In a separate concurrence, Justice Neil Gorsuch, another Trump appointee, also affirmed his support for this doctrine: “The Constitution provides that state legislatures — not federal judges, not state judges, not state governors, not other state officials — bear primary responsibility for setting election rules.”

This is exactly the argument Pennsylvania Republicans made in a challenge to a Pennsylvania Supreme Court decision extending the state’s absentee ballot receipt deadline that was rejected on October 20. The court chose not to stay the state court’s decision in a 4-4 tie. That state court decision appears to have been saved by Chief Justice John Roberts, the only conservative who still thinks state courts should be able to rule on state election laws.
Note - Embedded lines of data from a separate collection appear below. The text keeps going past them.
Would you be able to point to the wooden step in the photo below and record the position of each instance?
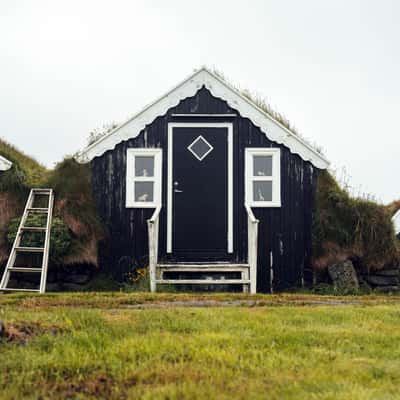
(25, 269)
(203, 267)
(30, 249)
(41, 191)
(203, 281)
(33, 228)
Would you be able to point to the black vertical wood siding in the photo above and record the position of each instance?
(284, 231)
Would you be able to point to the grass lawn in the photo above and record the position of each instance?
(96, 345)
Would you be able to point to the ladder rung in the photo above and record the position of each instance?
(24, 269)
(30, 249)
(204, 281)
(33, 228)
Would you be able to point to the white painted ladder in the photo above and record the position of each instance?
(17, 248)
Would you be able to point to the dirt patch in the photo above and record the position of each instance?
(21, 332)
(251, 303)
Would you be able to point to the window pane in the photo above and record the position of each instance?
(262, 165)
(144, 191)
(262, 191)
(144, 166)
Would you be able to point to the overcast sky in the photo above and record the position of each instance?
(331, 67)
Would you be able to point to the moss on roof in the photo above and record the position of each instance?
(351, 227)
(73, 200)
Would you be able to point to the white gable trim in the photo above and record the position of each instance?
(396, 222)
(4, 164)
(274, 130)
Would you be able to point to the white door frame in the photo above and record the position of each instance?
(171, 127)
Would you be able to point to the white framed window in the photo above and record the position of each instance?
(143, 178)
(263, 177)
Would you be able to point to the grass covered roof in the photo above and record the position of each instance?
(74, 204)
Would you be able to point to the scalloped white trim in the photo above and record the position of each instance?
(4, 164)
(275, 131)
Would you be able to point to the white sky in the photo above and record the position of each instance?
(331, 67)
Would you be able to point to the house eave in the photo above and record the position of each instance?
(272, 128)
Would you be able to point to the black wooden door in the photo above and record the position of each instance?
(200, 193)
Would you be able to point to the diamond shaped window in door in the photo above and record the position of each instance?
(200, 148)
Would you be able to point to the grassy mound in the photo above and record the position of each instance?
(74, 205)
(348, 227)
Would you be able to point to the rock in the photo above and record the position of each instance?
(378, 280)
(388, 289)
(388, 272)
(344, 276)
(52, 287)
(78, 279)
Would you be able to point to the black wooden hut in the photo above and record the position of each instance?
(207, 188)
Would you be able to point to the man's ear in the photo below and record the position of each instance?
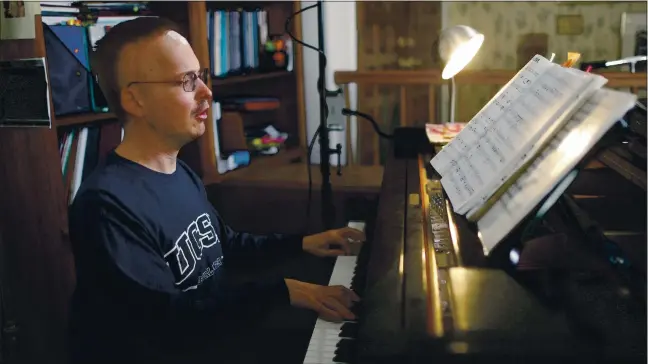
(131, 102)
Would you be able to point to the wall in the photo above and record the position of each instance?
(503, 23)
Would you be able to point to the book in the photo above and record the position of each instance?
(522, 116)
(550, 174)
(523, 144)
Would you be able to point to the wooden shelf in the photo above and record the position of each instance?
(77, 119)
(249, 78)
(288, 170)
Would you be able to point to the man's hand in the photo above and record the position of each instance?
(332, 243)
(332, 303)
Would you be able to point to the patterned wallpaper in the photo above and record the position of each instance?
(503, 23)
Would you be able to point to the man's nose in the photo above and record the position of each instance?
(203, 92)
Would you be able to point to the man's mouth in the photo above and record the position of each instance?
(202, 114)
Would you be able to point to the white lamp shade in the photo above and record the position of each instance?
(457, 47)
Pennsylvania Republicans are currently petitioning the Supreme Court to rehear their challenge to their state court’s ruling. Kavanaugh and Gorsuch have now openly stated their support for the Pennsylvania Republicans’ argument. Thomas’s support was already known as he joined Rehnquist’s 2000 concurrence. Justice Samuel Alito has not made his thoughts known on this, but he did join the other three in their vote to stay the Pennsylvania Supreme Court’s decision the first time.
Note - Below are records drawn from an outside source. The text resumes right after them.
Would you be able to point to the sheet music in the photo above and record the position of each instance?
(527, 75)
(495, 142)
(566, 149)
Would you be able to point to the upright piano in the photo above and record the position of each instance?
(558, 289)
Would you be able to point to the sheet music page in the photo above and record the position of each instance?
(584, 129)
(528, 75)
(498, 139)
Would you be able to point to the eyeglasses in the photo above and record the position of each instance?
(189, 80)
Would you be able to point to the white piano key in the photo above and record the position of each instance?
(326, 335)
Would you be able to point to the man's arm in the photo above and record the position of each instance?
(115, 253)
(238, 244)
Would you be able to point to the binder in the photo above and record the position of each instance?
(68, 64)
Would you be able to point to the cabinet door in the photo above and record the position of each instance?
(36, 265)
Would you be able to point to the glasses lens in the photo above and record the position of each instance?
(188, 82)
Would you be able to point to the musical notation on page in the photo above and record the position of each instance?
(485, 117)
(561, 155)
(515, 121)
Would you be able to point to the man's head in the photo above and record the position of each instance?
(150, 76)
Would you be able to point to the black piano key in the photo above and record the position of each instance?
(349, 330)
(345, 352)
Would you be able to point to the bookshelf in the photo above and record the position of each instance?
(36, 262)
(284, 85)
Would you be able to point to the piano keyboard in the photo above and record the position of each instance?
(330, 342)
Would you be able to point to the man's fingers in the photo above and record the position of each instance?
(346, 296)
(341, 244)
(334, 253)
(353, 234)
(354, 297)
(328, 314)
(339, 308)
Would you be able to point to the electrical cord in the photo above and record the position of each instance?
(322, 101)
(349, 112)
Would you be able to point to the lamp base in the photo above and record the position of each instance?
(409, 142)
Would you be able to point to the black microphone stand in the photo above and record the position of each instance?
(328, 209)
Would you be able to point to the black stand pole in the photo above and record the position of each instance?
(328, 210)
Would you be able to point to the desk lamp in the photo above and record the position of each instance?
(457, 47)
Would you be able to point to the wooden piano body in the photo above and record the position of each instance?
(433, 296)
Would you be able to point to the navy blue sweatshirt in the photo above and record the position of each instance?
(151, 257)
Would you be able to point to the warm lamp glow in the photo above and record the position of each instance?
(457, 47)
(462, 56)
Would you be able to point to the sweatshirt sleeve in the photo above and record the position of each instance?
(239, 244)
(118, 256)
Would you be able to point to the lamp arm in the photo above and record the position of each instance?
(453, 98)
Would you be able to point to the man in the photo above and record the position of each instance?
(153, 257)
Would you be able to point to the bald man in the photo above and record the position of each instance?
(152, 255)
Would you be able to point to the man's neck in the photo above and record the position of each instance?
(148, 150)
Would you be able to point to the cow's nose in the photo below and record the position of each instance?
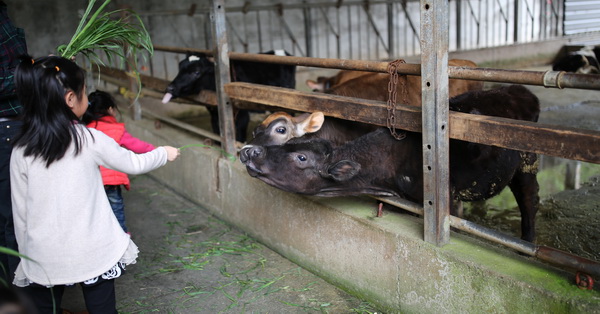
(256, 151)
(249, 152)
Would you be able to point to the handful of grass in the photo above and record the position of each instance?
(119, 34)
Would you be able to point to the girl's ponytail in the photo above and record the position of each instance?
(48, 123)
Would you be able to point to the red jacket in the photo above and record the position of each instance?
(109, 126)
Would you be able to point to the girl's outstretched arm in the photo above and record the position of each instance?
(134, 144)
(109, 154)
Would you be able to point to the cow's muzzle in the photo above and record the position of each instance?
(250, 152)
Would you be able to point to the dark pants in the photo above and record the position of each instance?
(8, 263)
(115, 198)
(99, 298)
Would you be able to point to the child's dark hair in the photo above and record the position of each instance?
(100, 103)
(49, 124)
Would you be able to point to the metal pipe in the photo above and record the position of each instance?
(249, 8)
(555, 79)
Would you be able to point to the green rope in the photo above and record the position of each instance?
(226, 154)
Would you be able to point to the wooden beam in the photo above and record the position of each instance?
(528, 136)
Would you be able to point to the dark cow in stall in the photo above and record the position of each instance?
(374, 86)
(197, 73)
(378, 164)
(280, 127)
(584, 61)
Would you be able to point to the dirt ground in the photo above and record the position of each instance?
(192, 262)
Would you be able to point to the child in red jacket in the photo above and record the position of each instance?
(100, 115)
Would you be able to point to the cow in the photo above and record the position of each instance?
(280, 127)
(374, 86)
(584, 61)
(378, 164)
(197, 73)
(324, 83)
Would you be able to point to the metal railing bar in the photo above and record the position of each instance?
(236, 34)
(375, 29)
(547, 254)
(548, 78)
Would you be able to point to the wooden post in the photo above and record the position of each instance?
(434, 77)
(136, 107)
(221, 50)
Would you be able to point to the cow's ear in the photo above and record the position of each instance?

The only thing standing in their way right now is Chief Justice John Roberts, who sided with the three liberals to create the 4-4 tie. Roberts also revealed his hand here in Monday’s Wisconsin decision to show that he does not agree with Rehnquist’s Bush v. Gore concurrence and thinks state courts should be allowed to interpret their own state’s election laws.
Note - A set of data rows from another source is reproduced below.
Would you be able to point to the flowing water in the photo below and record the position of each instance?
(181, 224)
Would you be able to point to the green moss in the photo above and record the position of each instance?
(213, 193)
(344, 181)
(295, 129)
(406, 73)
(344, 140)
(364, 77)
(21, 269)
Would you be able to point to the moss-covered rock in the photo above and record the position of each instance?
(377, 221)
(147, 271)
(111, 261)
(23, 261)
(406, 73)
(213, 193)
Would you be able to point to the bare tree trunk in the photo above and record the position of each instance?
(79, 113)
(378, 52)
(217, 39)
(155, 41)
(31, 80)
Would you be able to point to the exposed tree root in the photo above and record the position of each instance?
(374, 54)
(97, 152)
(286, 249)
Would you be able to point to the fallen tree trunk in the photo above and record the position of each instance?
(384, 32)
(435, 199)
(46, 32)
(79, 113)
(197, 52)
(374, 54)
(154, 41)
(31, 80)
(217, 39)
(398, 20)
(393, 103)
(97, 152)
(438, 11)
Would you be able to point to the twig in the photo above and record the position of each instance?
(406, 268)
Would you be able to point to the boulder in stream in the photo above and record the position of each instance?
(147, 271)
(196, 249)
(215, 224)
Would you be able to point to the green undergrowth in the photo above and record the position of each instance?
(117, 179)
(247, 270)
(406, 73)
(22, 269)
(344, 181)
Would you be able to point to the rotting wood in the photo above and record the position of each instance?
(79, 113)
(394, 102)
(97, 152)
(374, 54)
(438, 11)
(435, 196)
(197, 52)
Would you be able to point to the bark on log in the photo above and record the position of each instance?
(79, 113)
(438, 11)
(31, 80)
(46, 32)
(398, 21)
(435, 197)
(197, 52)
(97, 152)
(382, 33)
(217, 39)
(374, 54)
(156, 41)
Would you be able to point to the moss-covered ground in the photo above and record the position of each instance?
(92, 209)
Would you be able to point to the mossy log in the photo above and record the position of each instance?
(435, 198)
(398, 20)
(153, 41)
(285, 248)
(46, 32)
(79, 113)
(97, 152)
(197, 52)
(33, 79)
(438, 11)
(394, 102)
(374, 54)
“While the Pennsylvania applications implicated the authority of state courts to apply their own constitutions to election regulations, this case involves federal intrusion on state lawmaking processes,” Roberts wrote. “Different bodies of law and different precedents govern these two situations and require, in these particular circumstances, that we allow the modification of election rules in Pennsylvania but not Wisconsin.”

But now there’s Amy Coney Barrett. Barrett’s Senate confirmation on Monday night means there may now be five conservative justices to take up the case. Roberts’ disagreement will no longer matter. It is a preview of a court where any deviation from a conservative outcome requires two conservative justices to switch sides.

A ruling on such a case could greatly complicate the election in Pennsylvania. The court could potentially toss the Pennsylvania Supreme Court’s ruling quickly. This would cause increased voter confusion so close to the election — but worse, the court could theoretically make this determination after the election if Trump challenges the results because he does not want “the ballots” to be counted.

Trump and state Republicans have reportedly discussed a nightmare scenario whereby “the chaos and suspicions of impropriety” that Kavanaugh says cloud late-counted ballots will be used to justify the Republican-controlled legislature invalidating the popular vote entirely and handing the state’s electoral votes to Trump.

Such a decision would plummet the nation into a crisis far greater than Bush v. Gore did. It seems fitting for this ominous case to be the first test of a new six-vote conservative court majority.